We will introduce a two-layer model separating file ownership from user-facing intent.

Layer 1: Bundles (unchanged role, refined boundaries)

Bundles remain the atomic sync unit. Every synced file belongs to a bundle. Bundles own files via files:, declare hard dependencies via requires:, and declare soft suggestions via recommends:.

Key rule change: feature bundles must be local-first. A feature bundle should include only the files needed to use that feature locally.
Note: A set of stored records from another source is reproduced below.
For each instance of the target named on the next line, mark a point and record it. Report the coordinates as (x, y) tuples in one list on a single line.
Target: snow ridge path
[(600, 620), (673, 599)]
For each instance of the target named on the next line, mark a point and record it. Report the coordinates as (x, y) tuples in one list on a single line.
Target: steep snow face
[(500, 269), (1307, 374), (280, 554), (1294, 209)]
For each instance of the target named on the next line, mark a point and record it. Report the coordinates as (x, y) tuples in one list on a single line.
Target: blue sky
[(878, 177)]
Platform-specific automation files (.github/workflows/*, .gitlab/) belong in dedicated platform overlay bundles, not in the feature bundle itself.

Concretely, GitHub workflow files are moved out of feature bundles and into new GitHub-specific overlay bundles:

  • github-tests: CI/CodeQL/weekly workflows for the tests feature
  • github-book: book publishing workflow for the book feature
  • github-marimo: Marimo notebook workflow for the marimo feature
  • github-docker: Docker build and publish workflow for the docker feature
  • github-devcontainer: DevContainer publish workflow for the devcontainer feature

These overlay bundles have standalone: false and requires: the corresponding feature bundle and the github bundle.

The existing github bundle keeps base GitHub repository automation: the sync and release workflows, dependabot.yml, issue and discussion templates, and secret scanning.

Layer 2: Profiles (new)

A new top-level profiles: section in template-bundles.yml defines named presets that expand to a set of bundles.

Rules:

  • profiles do not own files directly
  • profiles reference bundles only, not raw file paths
  • profiles represent stable, tested user intents rather than every possible combination
  • selecting a profile is equivalent to selecting all its constituent bundles
  • users may combine profile selection with additional manual bundle selection

Initial profiles:

  • local: local-first development with no hosted workflow files
  • github-project: GitHub-hosted project with CI/CD and release automation
  • gitlab-project: GitLab-hosted project with GitLab CI pipelines

Config

Downstream projects will be able to express profile selection in .rhiza/template.yml:

repository: Jebel-Quant/rhiza
ref: v0.9.0

profiles:
  - local

templates:
  - presentation    # any extra bundles beyond the profile

rhiza-cli is responsible for expanding profiles to bundles, merging manual bundle selections, deduplicating, and validating the result. The CLI implementation is a separate concern; this ADR covers the template repository structure and metadata.

Consequences

Positive

  • Clean local mode: Selecting the local profile installs no .github/workflows/* files. Projects that do not use GitHub Actions get exactly what they need.
  • Explicit platform separation: It is now clear which files belong to the feature and which belong to its GitHub automation. Bundle names reflect this — tests is the feature; github-tests is the GitHub automation layer for that feature.
  • Better onboarding: Profiles give rhiza init a recommended starting path without forcing users to understand every bundle upfront.
  • Composable: Power users retain full control by selecting individual bundles. Profiles are an addition, not a replacement.
  • GitLab parity: The split makes it straightforward to produce matching gitlab-tests, gitlab-book, and similar overlay bundles for GitLab CI in a follow-on step, without restructuring feature bundles again.

Neutral

  • More bundles: The total bundle count increases as each feature bundle gets one or more platform overlay siblings. The template-bundles.yml file grows. The existing automated structure tests mitigate risk.
  • Migration for existing consumers: Downstream projects using bundles such as tests today will need to explicitly add github-tests if they want the CI workflows. The github-project profile bundles both, so profile users are unaffected.

Negative

  • CLI changes required: Profiles are defined in the template repository, but consumed by rhiza-cli. Until the CLI supports the profiles: key in .rhiza/template.yml, users can approximate local mode by selecting only local bundles manually, or the CLI can expand profiles at init time and write the resulting bundle list.
  • Profile maintenance overhead: Profiles must be kept current as bundles are added or renamed. Automated tests enforce that every bundle referenced in a profile exists.